4.2. N₂ Fixation and %Relative Symbiotic Effectiveness of Rhizobial Isolates

This study further assessed symbiotic performance of different rhizobial isolates nodulating their original host legumes versus other legume species grown in the glasshouse. For each legume species, two cultivars or landraces were used (except for winged bean for which one cultivar was used) for the experiment in 2021 and repeated in 2022. The findings revealed a marked variation in the symbiotic performance of the isolates that nodulated the various legume species (Table 1 and Table 2). There was a general tendency for these test rhizobial isolates to elicit better plant growth in their original host legumes; however, the symbiotic performance of these isolates in symbiosis with their original host were largely matched by the commercial inoculant strain. Aside from these general trends, however, there were instances where rhizobial isolates such as TUTGmGH1, TUTGmGH2 and TUTGmGH3 obtained from the root nodules of soybean elicited better symbiotic performance across diverse legume hosts. Moreover, in most instances, greater shoot dry matter accumulation resulting from inoculation was associated with increased shoot N concentration and N-fixed (Table 1 and Table 2). With cowpea for example, the plants inoculated with isolates TUTVuSA1, TUTVuSA2, TUTVuSA3, TUTGmGH2 and TUTGmGH3 as well as the commercial Bradyrhizobium strain (CB756) revealed lower δ¹⁵N values, higher N concentrations and amounts of N-fixed in both host plant genotypes tested. The N-fixed values for cowpea cv. IT10K-817-3 inoculated with the different isolates ranged from 5.68 to 128.21 mg.plant⁻¹ and from 6.57 to 90.43 mg.plant⁻¹ for cv. IT10K-866-1. The observed wide variability in the range of N-fixed by the different legume/rhizobia combinations suggests a complex pattern of compatibility between symbionts. Thus, the success of rhizobial inoculation is markedly influenced by compatibility between rhizobial strain and the legume genotype; this is not surprising, given that the legume/rhizobia symbiosis is known to exhibit some level of host–symbiont specificity [32]. Even when the same legume species was used, the choice of host genotype was found to influence symbiotic performance.

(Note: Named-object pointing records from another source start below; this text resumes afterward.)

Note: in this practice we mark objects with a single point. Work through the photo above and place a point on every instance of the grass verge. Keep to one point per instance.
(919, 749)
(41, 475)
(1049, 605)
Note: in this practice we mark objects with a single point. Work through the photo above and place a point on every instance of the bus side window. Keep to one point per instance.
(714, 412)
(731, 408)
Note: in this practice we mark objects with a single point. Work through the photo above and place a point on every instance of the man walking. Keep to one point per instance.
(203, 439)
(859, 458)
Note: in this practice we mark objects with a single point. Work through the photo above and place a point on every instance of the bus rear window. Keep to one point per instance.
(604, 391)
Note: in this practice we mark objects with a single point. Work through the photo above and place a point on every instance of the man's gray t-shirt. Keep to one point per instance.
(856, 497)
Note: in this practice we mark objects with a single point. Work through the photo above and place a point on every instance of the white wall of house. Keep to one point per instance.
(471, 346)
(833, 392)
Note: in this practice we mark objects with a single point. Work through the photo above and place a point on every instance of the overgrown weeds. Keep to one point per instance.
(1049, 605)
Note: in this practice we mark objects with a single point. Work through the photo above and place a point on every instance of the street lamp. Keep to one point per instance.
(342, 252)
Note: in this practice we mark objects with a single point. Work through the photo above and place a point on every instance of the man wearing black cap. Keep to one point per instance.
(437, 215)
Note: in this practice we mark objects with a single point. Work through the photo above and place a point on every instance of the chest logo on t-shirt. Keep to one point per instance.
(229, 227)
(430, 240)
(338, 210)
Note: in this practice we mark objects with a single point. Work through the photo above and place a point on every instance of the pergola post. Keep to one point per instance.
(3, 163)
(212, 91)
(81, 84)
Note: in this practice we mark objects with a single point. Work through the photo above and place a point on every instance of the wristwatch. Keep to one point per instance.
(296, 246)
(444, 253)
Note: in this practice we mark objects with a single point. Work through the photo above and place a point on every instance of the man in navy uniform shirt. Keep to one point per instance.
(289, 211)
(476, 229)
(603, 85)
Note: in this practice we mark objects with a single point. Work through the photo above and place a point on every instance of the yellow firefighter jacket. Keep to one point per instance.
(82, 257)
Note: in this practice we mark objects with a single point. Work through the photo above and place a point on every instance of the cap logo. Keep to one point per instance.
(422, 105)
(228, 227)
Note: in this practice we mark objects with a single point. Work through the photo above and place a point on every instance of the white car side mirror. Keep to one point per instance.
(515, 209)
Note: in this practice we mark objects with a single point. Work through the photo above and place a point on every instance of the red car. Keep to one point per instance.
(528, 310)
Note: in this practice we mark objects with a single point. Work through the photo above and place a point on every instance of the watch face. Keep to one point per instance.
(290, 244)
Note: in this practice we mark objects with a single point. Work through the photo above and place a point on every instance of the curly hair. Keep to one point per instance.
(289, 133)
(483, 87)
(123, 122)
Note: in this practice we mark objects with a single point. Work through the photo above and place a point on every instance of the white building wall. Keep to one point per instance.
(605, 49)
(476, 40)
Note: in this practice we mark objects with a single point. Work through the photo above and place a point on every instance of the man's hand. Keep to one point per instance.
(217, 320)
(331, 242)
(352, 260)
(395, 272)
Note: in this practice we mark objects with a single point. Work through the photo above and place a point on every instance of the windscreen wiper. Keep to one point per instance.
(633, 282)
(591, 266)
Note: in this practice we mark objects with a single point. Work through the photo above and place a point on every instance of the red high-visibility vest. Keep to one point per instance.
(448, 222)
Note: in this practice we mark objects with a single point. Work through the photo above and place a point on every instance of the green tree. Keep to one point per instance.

Comparing the symbiotic effectiveness of inoculant strains for each legume species with the test isolates revealed an interesting trend. In the common bean, for example, isolate TUTPvES1 elicited a greater %RSE than the commercial inoculant strain in 2021; however, the reverse trend was observed in 2022, indicating that symbiotic efficacy can be influenced by external environmental factors. However, for cowpea, Bambara groundnut and Kersting’s bean, the inoculant strain CB756 recorded the highest %RSE, indicating that the test isolates were symbiotically inferior to the inoculant strain in 2021, except for isolate TUTMgSA2 which recorded the same %RSE as the commercial inoculant containing Bradyrhizobium sp. strain CB756 (Table 1). With soybean, isolate TUTGmGH1 was symbiotically superior to the commercial inoculant strain in 2021. In 2022, however, the test rhizobial isolates were symbiotically superior to the inoculant strains of cowpea, Bambara groundnut, Kersting’s groundnut, soybean, velvet bean, jack bean, pigeonpea and mungbean (Table 2). It was only in common bean that the commercial inoculant strain outperformed all the test isolates in terms of symbiotic performance (Table 2). These findings suggest that, based on %RSE, most of the isolates tested in 2022 have potential for use in inoculant formation. In conclusion, the rhizobial isolates differed significantly in symbiotic performance and their ability to induce growth in host plants. The isolates also differed significantly in relative symbiotic effectiveness, offering opportunity for strain selection to improve the efficiency of the legume/rhizobium symbiosis.

5. Conclusions

Taken together, the native rhizobial isolates from root nodules of cowpea, Bambara groundnut, Kersting’s groundnut, common bean and soybean differed significantly in their ability to induce nodulation and shoot DM accumulation in different host plants. Further studies are recommended to explore these selected potential isolates in the field.